TriSense | Zinuo Li

TriSense is a novel multimodal large language model designed to understand audio-visual-speech moments in videos. This project represents a significant advancement in multimodal AI, combining visual, audio, and speech modalities for comprehensive video understanding.

Key Features

Multimodal Integration: Seamlessly combines visual, audio, and speech information
Temporal Understanding: Captures temporal relationships across different modalities
Real-world Applications: Designed for practical video understanding tasks

Technical Approach

Our approach leverages the latest advances in large language models and extends them to handle multimodal inputs. The key innovations include:

Unified Multimodal Architecture: A single model that can process and reason across visual, audio, and speech modalities
Attention Mechanisms: Specialized attention mechanisms for cross-modal understanding
Temporal Modeling: Advanced techniques for capturing temporal dependencies in video sequences

Results

TriSense demonstrates strong performance on various multimodal benchmarks and shows promising results for real-world applications.

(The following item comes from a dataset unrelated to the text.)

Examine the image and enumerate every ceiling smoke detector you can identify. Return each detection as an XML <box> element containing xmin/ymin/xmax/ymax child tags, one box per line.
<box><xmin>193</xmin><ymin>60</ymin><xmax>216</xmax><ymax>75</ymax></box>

The model achieves state-of-the-art performance on several video understanding tasks.

Publication

This work has been accepted to NeurIPS 2025, one of the top venues in machine learning and artificial intelligence.

Citation:

Li, Z., Ke, Q., Bennamoun, M., & Boussaid, F. (2025). 
Watch and Listen: Understanding Audio-Visual-Speech Moments with Multimodal LLM. 
Advances in Neural Information Processing Systems.